Marx married his first wife Irene Saltzman, nicknamed René, on December 31, 1927 in Manhattan, New York. Rene died in 1942 of breast cancer at age 35. Marx became very depressed at this time and suggested he might quit the business to take care of his four children. On March 30, 1947, Marx married Idella Ruth Blackadder, Louis' chief jewelry designer for his Charmore line and nearly 28 years his junior.
Marx's daughter, Patricia, was born in 1938. She went on to become an activist author, and the second wife of Daniel Ellsberg, assisting him in the release of the Pentagon Papers in 1971. Louis Marx, a strident anti-Communist and supporter of Richard Nixon, regarded Ellsberg as a traitor afterwards. His eldest child, Barbara Marx Hubbard, was a New Age futurist who was involved in helping humans make an evolutionary shift to a higher consciousness.
Marx's son, Louis Marx Junior, is a venture capitalist and philanthropist who has contributed to the arts, education and medicine. One such example is the Louis Marx Center for Children and Families of New York.

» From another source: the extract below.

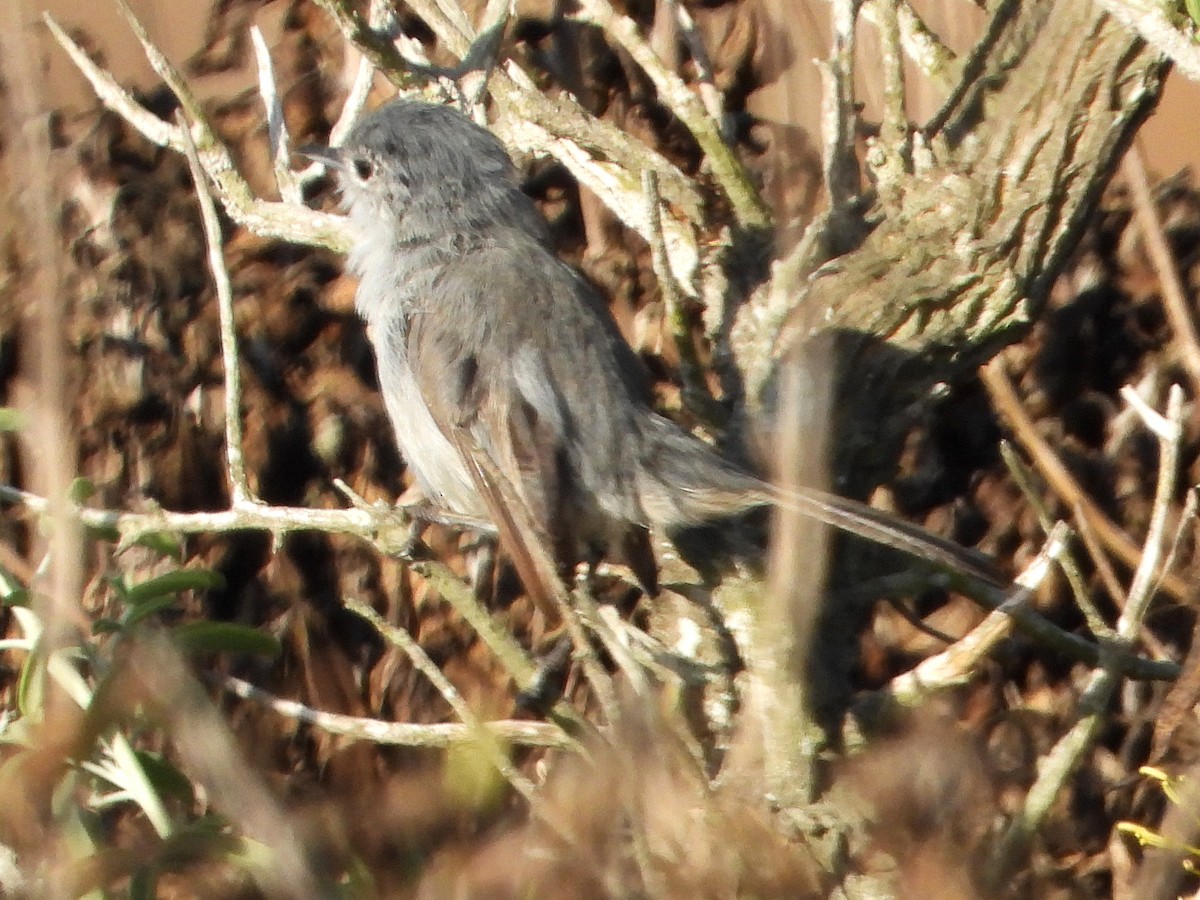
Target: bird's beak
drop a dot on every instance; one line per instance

The industrialist retired in 1972, selling his company to Quaker Oats for $54 million. Marx was 76 years old and had thought about retiring for a number of years.
In the later years, Marx had less hands-on involvement in the manufacturing process. Marx ruled his toy empire from the 200 5th Avenue, New York office, with open 24-hour telephone communication. His last plant visit had been in 1950.
Louis Marx died at the hospital in White Plains, New York, at age 85. He is interred in a private mausoleum in
Woodlawn Cemetery in The Bronx, New York City.